Private insurance companies and other third-party payers may require a second opinion to confirm a diagnosis of a chronic condition such as Crohns disease or colitis. In this situation, append modifier -32 (mandated services) to the confirmatory consultation code to indicate that the consultation was requested by a party other than the physician, patient or patient family member.

Traditional CPT requirements for a consultation must still be met with a confirmatory consultation, Stout says. Those requirements include:

A verbal or written request for a consult should be made by a physician or other appropriate source and documented in the patients medical record;

A written report to the requesting physician or other appropriate source that contains the consultants opinion. The opinion also should be documented in the patients medical record.

The physician consultant in a confirmatory consultation is expected to provide an opinion only, according to the CPT manual, which states, Any services subsequent to the opinion are coded at the appropriate level of office visit, established patient or subsequent hospital care. These codes can be used to report E/M services in all site settings (office, hospital or ambulatory setting).
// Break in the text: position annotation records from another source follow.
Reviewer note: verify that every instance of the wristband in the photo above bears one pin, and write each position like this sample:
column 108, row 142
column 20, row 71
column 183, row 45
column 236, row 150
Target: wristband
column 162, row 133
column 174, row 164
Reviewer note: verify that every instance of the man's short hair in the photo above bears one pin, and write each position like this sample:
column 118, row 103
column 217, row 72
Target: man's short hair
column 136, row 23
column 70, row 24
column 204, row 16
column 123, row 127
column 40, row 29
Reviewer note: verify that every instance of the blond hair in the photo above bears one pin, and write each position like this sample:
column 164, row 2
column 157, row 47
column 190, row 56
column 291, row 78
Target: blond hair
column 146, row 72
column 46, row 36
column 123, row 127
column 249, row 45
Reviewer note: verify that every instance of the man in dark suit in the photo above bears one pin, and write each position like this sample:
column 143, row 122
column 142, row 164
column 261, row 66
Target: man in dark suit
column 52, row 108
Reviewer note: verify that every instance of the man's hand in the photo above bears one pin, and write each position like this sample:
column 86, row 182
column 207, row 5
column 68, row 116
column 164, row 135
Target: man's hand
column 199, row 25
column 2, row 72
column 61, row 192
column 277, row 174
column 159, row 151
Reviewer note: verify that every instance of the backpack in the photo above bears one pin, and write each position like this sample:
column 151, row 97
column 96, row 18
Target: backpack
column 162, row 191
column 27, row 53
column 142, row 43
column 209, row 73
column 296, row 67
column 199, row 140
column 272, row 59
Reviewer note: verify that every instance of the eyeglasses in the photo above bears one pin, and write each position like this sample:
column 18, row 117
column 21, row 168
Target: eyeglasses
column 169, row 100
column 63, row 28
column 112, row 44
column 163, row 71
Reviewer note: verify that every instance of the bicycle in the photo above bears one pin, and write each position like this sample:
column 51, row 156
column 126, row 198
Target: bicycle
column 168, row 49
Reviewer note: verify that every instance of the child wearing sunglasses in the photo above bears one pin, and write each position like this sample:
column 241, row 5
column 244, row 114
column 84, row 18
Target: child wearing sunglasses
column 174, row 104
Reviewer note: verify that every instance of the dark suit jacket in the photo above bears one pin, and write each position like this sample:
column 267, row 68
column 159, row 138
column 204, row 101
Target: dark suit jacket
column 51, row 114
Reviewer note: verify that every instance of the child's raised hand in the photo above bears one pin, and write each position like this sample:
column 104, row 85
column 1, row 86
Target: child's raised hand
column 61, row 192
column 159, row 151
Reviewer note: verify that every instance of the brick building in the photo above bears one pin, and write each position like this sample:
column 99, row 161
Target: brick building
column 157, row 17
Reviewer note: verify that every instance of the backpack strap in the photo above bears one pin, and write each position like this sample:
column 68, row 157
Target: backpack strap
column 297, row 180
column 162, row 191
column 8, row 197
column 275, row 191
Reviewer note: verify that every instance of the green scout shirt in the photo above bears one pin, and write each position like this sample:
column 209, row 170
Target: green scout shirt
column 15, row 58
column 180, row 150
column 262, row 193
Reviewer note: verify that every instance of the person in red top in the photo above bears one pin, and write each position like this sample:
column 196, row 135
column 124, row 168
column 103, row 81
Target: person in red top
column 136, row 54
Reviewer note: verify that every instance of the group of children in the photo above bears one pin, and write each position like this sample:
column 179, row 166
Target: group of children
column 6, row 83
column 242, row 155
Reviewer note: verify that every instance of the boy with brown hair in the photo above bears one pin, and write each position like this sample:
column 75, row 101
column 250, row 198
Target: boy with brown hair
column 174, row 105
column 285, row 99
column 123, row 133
Unlike most CPT evaluation and management (E/M) services, there is no suggested length of time incorporated into the descriptions of these codes. The difference between a level-one confirmatory consultation (99271) and a level-two (99272) depends solely on the complexity of the patients history, examination by the gastroenterologist and the complexity of medical decision making involved.
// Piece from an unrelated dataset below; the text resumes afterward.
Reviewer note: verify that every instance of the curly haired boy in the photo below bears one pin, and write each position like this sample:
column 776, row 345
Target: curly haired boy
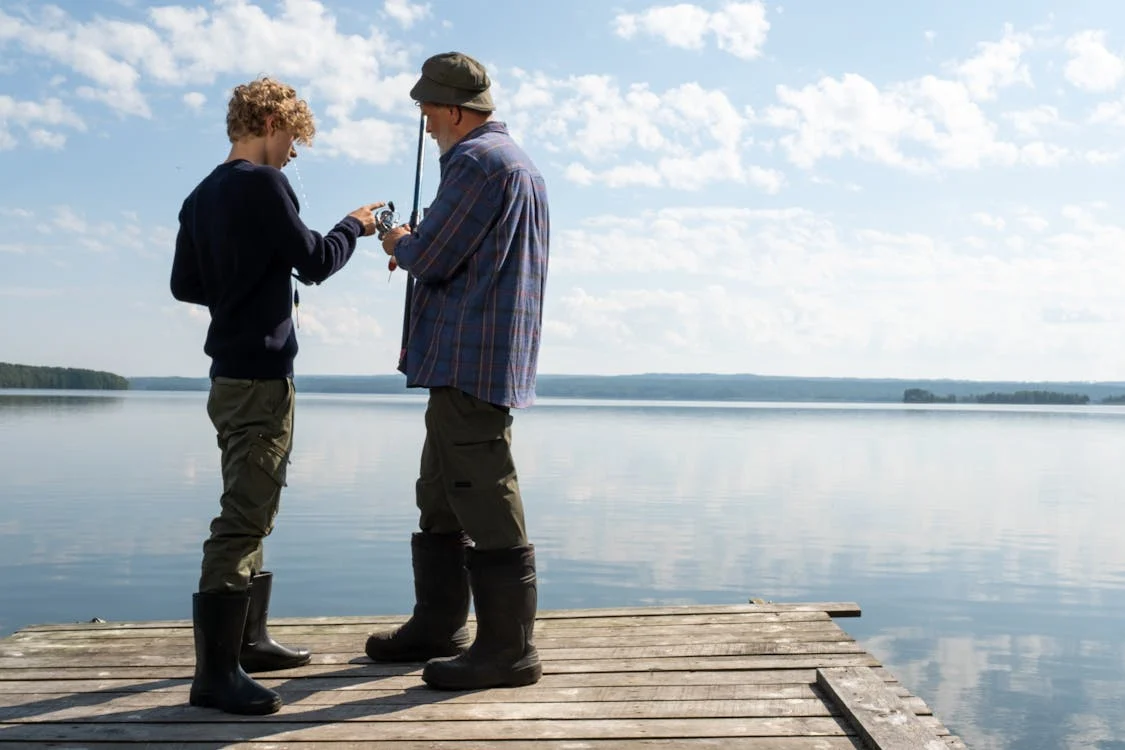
column 240, row 241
Many gastroenterologists are unaware that codes for confirmatory consultations exist, Stout says. Instead, they report an established patient office visit code (99211-99215) and lose revenue because the confirmatory consultations are a higher-valued service. A level-three confirmatory con-sultation (99273), which requires a detailed history, detailed examination and medical decision making of low complexity, has a 2001 transitioned non-facility relative value unit (RVU) of 2.36, while a level-four office visit (99214) that requires the same level of history, examination and medical decision making of moderate complexity has a comparable RVU of 2.06.